Lately all I've done when I get on Facebook is one of two things:
1) I compare myself with others (i.e. "Oh look, they got engaged after dating 9 months… that's great.")
or
2) I judge people for being stupid (i.e. "They believe in what? Are you kidding? That's scientifically proven wrong (or right)!"
Honestly, I'm sick of hearing myself being so judgmental, whether it be out of jealousy or out of arrogance. So I think I'm going to detach.
I'm constantly seeing FB users post photos of all the awesome things they're doing (and I'm guilty as well) but for the only reason it feels like to me is to put on show to boast about how awesome their lives are.
I've read tons and tons of articles about this effect. Of feeling less than because of our comparing tendencies when we log on to social media. Though I can always tell when a photo is staged or a status seems EXTRA
On top of that, I don't want to be that person. Always posting photos of my pretty dogs or how happy I am with my face squashed up next to my boyfriends, perhaps my dinner was extra super delicious. These cute fuzzy slippers? You gotta see them. Oh, I made 80 billion cupcakes today, too. On top of all that, I decided to paint/bake/crochet/read an entire book.

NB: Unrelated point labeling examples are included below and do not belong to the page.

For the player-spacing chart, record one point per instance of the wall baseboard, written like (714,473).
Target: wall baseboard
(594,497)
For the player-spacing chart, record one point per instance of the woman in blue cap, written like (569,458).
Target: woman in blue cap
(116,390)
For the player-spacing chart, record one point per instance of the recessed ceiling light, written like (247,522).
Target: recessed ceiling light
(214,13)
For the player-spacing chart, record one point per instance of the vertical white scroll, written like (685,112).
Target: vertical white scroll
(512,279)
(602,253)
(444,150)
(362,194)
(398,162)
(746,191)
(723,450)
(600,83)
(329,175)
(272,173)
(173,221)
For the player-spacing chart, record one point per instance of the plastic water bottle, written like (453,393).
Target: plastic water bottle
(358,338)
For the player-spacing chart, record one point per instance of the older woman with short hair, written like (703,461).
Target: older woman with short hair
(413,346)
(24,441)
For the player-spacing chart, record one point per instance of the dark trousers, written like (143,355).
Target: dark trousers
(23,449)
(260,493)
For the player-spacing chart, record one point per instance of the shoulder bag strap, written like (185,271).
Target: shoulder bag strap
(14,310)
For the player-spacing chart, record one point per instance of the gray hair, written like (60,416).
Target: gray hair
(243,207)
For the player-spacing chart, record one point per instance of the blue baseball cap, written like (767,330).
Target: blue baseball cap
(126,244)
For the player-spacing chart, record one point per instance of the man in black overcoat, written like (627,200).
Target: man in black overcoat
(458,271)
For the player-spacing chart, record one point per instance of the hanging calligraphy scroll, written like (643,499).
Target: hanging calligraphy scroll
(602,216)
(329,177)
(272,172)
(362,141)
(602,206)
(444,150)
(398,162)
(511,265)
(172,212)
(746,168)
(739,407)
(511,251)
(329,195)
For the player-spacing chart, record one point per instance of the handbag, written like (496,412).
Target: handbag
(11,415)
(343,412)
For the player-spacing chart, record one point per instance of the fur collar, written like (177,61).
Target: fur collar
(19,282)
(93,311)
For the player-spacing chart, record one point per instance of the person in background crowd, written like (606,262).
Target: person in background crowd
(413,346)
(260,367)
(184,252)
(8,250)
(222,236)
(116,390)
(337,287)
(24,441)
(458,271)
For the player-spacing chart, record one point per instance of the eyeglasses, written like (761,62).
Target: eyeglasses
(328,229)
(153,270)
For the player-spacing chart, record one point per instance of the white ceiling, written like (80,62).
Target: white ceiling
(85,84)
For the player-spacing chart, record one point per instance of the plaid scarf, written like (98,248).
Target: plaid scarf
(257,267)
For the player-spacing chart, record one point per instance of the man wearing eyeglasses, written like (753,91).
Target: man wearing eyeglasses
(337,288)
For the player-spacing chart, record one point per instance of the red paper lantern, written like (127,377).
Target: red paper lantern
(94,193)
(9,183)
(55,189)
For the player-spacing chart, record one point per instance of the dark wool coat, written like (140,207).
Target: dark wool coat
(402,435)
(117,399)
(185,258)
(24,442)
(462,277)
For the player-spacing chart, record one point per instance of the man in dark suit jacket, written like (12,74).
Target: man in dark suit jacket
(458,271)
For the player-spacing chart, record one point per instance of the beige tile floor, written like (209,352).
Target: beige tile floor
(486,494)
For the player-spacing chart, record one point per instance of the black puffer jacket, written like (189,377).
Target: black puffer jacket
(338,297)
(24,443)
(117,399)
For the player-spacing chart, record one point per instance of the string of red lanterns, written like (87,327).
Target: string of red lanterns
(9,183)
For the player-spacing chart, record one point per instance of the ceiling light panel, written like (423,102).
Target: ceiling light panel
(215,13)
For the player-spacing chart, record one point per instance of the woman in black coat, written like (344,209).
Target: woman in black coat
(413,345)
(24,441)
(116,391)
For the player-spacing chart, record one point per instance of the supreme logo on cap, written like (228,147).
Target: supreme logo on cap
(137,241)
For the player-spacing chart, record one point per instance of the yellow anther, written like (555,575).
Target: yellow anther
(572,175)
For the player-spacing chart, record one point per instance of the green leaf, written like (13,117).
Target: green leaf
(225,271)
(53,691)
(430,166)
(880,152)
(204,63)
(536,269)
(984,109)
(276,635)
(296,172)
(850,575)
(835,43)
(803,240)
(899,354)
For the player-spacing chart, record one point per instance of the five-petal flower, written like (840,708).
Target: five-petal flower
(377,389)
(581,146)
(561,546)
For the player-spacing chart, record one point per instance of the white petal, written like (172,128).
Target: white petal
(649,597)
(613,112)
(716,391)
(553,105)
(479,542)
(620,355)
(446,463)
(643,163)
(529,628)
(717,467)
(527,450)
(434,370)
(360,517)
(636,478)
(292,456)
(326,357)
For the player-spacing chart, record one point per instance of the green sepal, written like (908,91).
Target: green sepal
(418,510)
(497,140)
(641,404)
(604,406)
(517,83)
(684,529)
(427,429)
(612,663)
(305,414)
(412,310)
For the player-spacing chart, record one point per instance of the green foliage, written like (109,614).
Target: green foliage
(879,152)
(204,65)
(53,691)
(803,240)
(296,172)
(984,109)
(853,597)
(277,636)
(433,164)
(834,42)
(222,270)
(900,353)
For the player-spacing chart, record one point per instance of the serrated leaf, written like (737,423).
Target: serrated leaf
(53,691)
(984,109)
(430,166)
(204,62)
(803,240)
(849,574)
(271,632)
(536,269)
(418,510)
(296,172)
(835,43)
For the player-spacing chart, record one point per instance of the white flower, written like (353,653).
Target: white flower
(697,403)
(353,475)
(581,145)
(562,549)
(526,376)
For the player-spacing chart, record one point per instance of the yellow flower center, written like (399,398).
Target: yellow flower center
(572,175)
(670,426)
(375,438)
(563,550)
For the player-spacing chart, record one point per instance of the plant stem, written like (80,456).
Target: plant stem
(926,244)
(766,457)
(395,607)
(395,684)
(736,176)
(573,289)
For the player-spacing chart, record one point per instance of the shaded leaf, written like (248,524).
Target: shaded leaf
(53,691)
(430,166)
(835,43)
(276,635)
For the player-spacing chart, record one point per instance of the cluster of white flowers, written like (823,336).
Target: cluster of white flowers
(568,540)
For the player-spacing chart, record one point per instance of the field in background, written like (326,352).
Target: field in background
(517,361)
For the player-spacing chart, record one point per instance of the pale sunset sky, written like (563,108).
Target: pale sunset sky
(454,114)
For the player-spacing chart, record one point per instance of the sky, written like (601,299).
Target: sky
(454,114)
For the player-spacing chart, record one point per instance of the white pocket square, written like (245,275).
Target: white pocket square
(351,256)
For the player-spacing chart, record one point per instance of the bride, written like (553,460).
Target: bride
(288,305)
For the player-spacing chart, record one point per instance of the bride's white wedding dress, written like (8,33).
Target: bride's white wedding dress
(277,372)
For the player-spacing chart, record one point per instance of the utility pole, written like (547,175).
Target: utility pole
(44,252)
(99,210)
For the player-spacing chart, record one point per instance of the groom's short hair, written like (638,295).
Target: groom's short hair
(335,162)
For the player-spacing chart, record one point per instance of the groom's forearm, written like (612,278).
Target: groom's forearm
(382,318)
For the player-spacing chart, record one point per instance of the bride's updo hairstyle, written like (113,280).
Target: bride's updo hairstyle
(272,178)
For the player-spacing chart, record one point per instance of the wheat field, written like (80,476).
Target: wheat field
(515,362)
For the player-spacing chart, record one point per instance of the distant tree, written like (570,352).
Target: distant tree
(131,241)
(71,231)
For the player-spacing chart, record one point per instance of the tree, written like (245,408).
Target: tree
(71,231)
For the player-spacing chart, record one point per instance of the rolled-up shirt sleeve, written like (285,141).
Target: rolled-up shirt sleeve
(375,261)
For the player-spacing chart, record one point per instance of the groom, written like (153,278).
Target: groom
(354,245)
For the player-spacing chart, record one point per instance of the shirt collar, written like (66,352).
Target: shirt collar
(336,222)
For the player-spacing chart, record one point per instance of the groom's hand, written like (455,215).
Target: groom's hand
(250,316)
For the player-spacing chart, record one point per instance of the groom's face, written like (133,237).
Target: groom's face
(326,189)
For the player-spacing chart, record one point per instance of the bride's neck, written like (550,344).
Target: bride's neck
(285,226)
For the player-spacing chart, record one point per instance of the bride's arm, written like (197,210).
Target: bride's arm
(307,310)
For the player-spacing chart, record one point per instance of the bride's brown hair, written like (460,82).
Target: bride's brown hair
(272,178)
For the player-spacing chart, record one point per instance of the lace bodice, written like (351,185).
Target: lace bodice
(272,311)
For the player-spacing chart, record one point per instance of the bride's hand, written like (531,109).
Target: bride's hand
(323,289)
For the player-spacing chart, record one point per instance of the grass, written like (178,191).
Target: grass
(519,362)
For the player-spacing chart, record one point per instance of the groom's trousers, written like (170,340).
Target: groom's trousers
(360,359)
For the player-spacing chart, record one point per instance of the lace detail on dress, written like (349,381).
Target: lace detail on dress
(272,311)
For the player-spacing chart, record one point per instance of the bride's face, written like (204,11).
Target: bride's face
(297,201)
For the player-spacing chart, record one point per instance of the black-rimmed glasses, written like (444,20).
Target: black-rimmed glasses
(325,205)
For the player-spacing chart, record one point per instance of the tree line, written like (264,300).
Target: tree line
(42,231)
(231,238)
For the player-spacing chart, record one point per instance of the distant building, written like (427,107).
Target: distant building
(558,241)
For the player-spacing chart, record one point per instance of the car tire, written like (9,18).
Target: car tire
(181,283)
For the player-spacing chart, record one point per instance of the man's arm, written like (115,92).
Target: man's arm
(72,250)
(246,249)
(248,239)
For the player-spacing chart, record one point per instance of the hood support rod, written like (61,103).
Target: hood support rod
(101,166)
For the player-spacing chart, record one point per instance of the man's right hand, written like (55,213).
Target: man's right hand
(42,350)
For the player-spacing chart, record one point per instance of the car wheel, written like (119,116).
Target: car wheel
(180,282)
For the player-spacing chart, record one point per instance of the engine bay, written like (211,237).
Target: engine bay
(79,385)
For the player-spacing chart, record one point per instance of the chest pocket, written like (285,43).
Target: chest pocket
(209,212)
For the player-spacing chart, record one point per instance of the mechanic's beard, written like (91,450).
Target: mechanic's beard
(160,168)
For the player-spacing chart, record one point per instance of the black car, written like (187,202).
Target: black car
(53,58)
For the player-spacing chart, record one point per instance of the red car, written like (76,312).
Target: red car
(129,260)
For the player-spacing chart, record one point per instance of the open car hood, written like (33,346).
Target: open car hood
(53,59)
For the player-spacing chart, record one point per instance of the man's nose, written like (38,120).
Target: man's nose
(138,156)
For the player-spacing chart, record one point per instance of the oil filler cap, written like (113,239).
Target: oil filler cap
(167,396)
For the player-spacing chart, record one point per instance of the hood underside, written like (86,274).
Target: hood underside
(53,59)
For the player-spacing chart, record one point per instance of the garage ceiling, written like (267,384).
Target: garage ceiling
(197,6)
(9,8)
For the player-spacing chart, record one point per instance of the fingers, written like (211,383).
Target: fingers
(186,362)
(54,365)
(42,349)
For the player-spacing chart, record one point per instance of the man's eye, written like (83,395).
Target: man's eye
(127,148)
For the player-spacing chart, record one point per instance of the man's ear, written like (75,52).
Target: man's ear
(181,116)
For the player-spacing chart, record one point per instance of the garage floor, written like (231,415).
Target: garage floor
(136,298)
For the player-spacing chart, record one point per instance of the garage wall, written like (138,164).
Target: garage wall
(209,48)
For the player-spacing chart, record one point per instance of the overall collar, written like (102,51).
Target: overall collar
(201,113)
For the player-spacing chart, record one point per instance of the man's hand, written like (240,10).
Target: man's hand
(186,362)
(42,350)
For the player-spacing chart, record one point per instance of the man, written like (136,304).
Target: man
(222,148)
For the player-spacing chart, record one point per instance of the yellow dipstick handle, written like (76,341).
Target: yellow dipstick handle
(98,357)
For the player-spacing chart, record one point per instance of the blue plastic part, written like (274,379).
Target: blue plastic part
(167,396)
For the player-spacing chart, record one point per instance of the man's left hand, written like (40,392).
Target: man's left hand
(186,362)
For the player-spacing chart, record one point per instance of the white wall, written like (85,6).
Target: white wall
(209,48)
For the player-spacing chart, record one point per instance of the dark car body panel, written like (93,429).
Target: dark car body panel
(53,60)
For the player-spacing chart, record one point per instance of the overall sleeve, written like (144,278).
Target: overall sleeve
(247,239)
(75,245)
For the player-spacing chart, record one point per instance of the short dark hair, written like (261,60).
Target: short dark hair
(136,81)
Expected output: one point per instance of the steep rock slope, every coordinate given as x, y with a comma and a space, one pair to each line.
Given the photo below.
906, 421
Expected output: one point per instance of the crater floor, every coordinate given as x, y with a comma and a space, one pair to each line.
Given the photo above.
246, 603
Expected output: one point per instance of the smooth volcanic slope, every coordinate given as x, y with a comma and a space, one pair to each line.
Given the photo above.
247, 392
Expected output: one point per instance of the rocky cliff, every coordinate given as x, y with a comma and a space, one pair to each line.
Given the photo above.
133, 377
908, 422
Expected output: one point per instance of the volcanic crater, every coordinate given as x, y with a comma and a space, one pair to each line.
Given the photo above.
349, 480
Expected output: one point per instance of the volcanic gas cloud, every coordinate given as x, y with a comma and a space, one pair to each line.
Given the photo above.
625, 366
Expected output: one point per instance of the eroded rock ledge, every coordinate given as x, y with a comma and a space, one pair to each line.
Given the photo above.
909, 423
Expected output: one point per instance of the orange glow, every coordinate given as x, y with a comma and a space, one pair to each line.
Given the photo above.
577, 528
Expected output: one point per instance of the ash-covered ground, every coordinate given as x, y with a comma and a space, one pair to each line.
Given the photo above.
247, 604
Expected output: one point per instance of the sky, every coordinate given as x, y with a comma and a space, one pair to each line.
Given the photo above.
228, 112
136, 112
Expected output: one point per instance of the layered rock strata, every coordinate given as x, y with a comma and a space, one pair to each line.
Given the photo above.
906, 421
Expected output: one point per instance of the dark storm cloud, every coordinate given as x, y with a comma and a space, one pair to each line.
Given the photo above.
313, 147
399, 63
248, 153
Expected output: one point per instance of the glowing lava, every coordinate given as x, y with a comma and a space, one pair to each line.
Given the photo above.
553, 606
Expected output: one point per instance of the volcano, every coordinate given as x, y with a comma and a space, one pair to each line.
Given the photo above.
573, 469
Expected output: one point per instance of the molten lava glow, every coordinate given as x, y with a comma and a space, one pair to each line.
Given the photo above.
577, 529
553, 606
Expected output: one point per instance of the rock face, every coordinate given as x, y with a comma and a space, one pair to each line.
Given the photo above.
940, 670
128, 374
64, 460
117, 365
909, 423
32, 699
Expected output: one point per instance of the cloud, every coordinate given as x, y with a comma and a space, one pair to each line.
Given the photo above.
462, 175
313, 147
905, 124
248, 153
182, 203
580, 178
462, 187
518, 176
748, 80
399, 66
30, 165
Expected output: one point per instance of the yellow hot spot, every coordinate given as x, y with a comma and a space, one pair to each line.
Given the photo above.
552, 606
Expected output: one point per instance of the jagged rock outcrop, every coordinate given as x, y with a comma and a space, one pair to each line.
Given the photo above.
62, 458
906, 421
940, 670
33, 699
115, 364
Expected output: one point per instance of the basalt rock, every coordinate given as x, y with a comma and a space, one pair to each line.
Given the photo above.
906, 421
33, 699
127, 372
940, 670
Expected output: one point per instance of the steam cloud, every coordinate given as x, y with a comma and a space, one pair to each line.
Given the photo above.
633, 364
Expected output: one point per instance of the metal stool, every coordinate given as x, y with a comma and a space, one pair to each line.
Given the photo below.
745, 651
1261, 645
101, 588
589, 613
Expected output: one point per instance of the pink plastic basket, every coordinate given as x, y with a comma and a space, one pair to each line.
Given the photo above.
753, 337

I've attempted "Honesty Posts" before and got a backlash from what seemed like my entire friends list and I was tired of hearing people tell me they were worried about me. I'm not depressed, but I am real, and sometimes my being real consists of me lounging on the couch in my pjs at 3 in the afternoon with my snoozing pups. Sometimes my being real consists of me getting frustrated with things I can't control. Sometimes my being real consists of me being overly happy about the silliest thing, like buying cute fuzzy slippers.
But I forget about being real when I start to compare myself, my insides, to people's Facebook feeds. I think that I must not have it all together if I'm not 100% happy all the time. It sounds silly doesn't it?
What I'm learning is that I have GOT to stop comparing myself to others. It kills my self-esteem and my confidence and leaves me feeling doubtful and like a complete failure.
My goal this next year (I'm tacking another one on my list) is to learn to stop comparing myself, to stop comparing my successes and failures to another's, and to learn to be okay with where I am, and be grateful for what I have today, whether it be a good day or not, my worst day now was better than my best day 6 years ago.